Sunday, March 06, 2005

I'll Fly Away

My grandmother (Nonnie, my mom's mom) passed away 3 years ago. I've really been missing her lately. I'm finding that I'm a lot like her and I never realized that when she was living. Maybe it's motherhood that has changed me and I'm just now identifying with her. Anyway, in December 2001 I was just a couple of months pregnant and she was in the nursing home and not doing well. I woke up in the middle of the night with the hymn "I'll Fly Away" ringing in my head. Over and over. Beautiful. Early the next morning my mom called to tell me Nonnie had died, in the middle of the night, right about the time I was hearing that music.

Yesterday I was at a worship service and the closing hymn was "I'll Fly Away". Thank you God.

what I love about blogging

I can vent (love my family, but EZ too little and G too stressed to hear my gritchin')

I can tell cute stories about my kids--if you care, you read it.
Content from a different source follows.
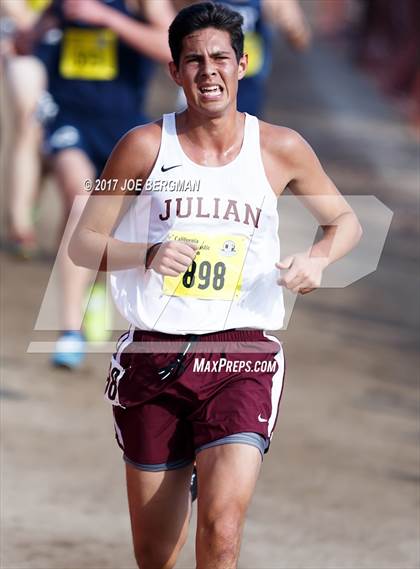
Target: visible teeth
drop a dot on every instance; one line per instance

If you don't, you go on. I don't end up boring everybody.

I can change the color for my mood (thanks Kiah) red for ANGRY, blue for sad, yellow for mellow, purple for motivated and obsessive.

I can keep up with what's going on with my friends (no wonder I've felt so out of the loop-I wasn't reading your blogs!)

It's like a great party where you can roam around and get involved in conversations that interest you, without worrying about missing another great conversation on the other side of the room--you can catch that one later!

I can confess my sins (nothing worse to confess than what I've already said in SUNDAY SCHOOL-whoops!) and my hopes and dreams. I'm a lay-it-all out there person.

I can participate in a little adult banter anytime Barney has me down.